Епископ хлопнул в ладоши. Вошел с поклоном юноша Иннокентий, рослый, по-монашески чуть-чуть сутулящийся, с белым, нежным лицом, брови — шнурочками под низко надвинутой скуфейкой.
Мефодий, с умилением
глядя на его розовые от недавнего умывания уши, велел сказать домоправительнице Федосье, чтобы собрала белье, потом пошутил с Иннокентием, рассказав, как смешно «ушел» вымерзший подрясник с веревки.Иннокентий вежливо и смущенно улыбался, изредка поднимая на епископа преданные глаза. Дождавшись, когда тот замолк, Иннокентий сказал, что ночью приехала вдова Дедюлина, расположилась в комнатах для гостей и сейчас уже на ногах, ожидает выхода его преосвященства.
Мефодий не удивился, хотя часы пробили шесть, было еще темно.
С помощью Иннокентия епископ надел еще теплую от утюжки лиловую рясу из матовой плотной шерсти, тыльной стороной руки выпростал узкую седую бороду, провел по ней пальцами — редка стала, поправил скромный серебряный крест на груди, махнул отроку рукой, чтоб ушел. Хотел сосредоточиться.
Для разговора с вдовой епископ отправился в покои.
Проходя в залу, Мефодий взглянул в зеркало, висевшее в простенке коридора, единственное в доме: епископ не любил зеркал. Когда-то, в молодости, огорчался своим безобразием: нелепо высоким ростом, руками, длинными, чуть не до колен, узким желтым лицом. Черты лица мелкие, расплывчатые, и волосы, даже смолоду, были точно пакля, приклеенная к удлиненному черепу. Только глаза — умные, «проникающие», как говорили в пастве. Да пискливому голосу с годами Мефодий научился придавать властные интонации пастыря.
Теперь собственное безобразие вызывало приятную мысль о том, что неблаголепие образа не помешало ни возвышению в сане, ни власти над душами верующих.

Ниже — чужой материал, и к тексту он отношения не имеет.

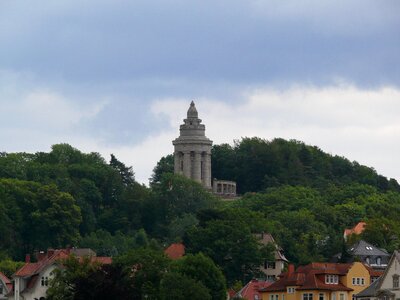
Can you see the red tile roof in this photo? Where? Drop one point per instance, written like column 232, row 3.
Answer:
column 6, row 281
column 311, row 277
column 29, row 269
column 175, row 251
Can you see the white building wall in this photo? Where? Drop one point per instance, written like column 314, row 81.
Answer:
column 387, row 282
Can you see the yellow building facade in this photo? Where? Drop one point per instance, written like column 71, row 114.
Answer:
column 320, row 281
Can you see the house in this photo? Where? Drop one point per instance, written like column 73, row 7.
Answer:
column 175, row 251
column 5, row 286
column 32, row 279
column 367, row 253
column 357, row 230
column 272, row 269
column 251, row 290
column 370, row 293
column 388, row 287
column 319, row 281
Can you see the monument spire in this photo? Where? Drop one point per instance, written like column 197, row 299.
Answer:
column 192, row 155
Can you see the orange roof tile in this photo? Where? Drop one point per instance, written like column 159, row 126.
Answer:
column 311, row 276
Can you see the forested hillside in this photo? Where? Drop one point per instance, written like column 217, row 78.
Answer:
column 256, row 164
column 300, row 194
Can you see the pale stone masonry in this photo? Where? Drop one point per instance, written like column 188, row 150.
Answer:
column 192, row 150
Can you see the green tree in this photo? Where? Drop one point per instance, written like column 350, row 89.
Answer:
column 230, row 244
column 164, row 165
column 175, row 286
column 202, row 269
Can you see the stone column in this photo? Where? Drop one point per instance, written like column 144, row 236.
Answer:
column 187, row 165
column 207, row 171
column 177, row 163
column 197, row 167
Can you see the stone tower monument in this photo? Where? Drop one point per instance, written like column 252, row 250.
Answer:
column 192, row 150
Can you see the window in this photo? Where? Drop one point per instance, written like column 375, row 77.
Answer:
column 331, row 279
column 307, row 296
column 269, row 265
column 395, row 281
column 273, row 297
column 378, row 261
column 358, row 281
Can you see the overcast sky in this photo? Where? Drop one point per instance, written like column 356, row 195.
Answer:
column 118, row 76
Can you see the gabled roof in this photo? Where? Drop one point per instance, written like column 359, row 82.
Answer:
column 371, row 290
column 311, row 277
column 30, row 269
column 252, row 288
column 6, row 281
column 363, row 248
column 175, row 251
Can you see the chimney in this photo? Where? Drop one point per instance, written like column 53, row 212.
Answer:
column 290, row 269
column 50, row 252
column 40, row 255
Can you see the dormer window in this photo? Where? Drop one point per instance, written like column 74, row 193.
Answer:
column 331, row 279
column 396, row 281
column 44, row 281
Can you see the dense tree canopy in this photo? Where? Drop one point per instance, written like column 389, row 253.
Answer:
column 300, row 194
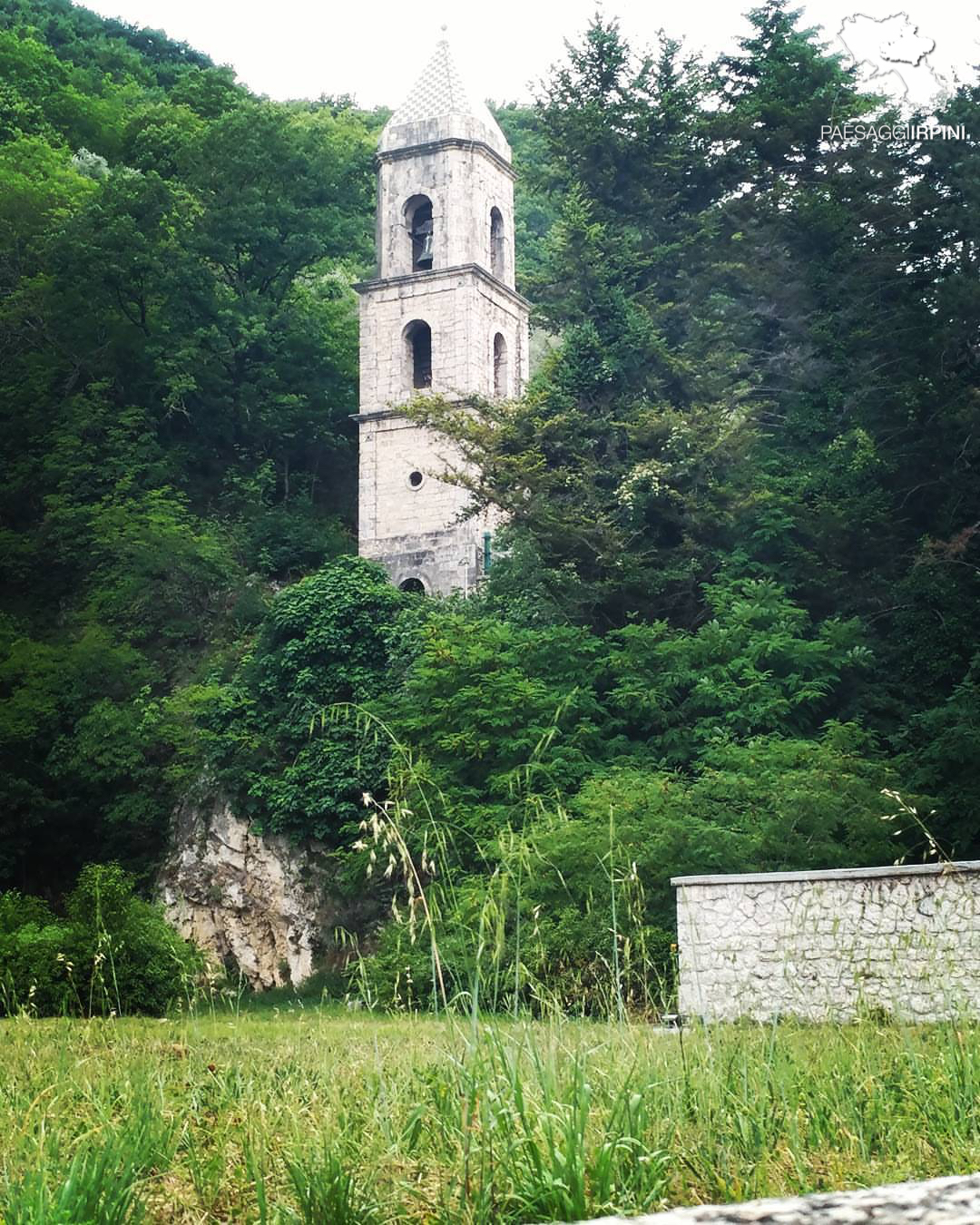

Еще не увидев Анны Матвеевны Дедюлиной, Мефодий знал, по какому делу так спешно приехала вдова. И не потому, что по этому же делу обращались к епископу почти все, домогавшиеся с ним свидания в последнее время. Не потому. Владыка понимал людей и был в курсе всех, даже маловажных, событий в Забайкалье. События же последних дней были таковы, что Анна Матвеевна должна была на них отозваться, и, конечно, как всегда, остро, болезненно, со свойственной ей экзальтацией.
Куда она могла пойти со своими переживаниями? Только сюда. Уже много лет, после того как утонул ее единственный сын, купаясь в Ингоде, все мысли и чувства Дедюлиной принадлежали церкви. И это было правильно. Она оставалась одинокой. Церковь должна была унаследовать все состояние Дедюлиной.
Епископ интересовался, как идут дела на ее рудниках, растет ли добыча золота, не слишком ли много власти берет управляющий-бельгиец, не развращаются ли рабочие.
Осторожно, в религиозно-нравственных беседах, давал вдове наставления, указывал, как поступать. Вкладывать капитал велел в иностранные банки, на требования рабочих отвечать уклончиво и пустить слух о том, что прииски закрываются.
Вдова слушалась, и все получалось хорошо. Владыка знал все ее помыслы, держал в памяти ее причуды, учитывая все возможные повороты ее настроения. Вдова была истерична, чуть что — могла и завещание порвать!
И сейчас он не только понимал, зачем она здесь, но и заранее предвидел ход разговора.
Анна Матвеевна всегда носила черные закрытые платья и седые с желтизной волосы зачесывала гладко, по-монашески. У нее было бескровное лицо с сероватой сухой кожей и глубоко запавшими, болезненно яркими глазами, какие часто бывают у чахоточных.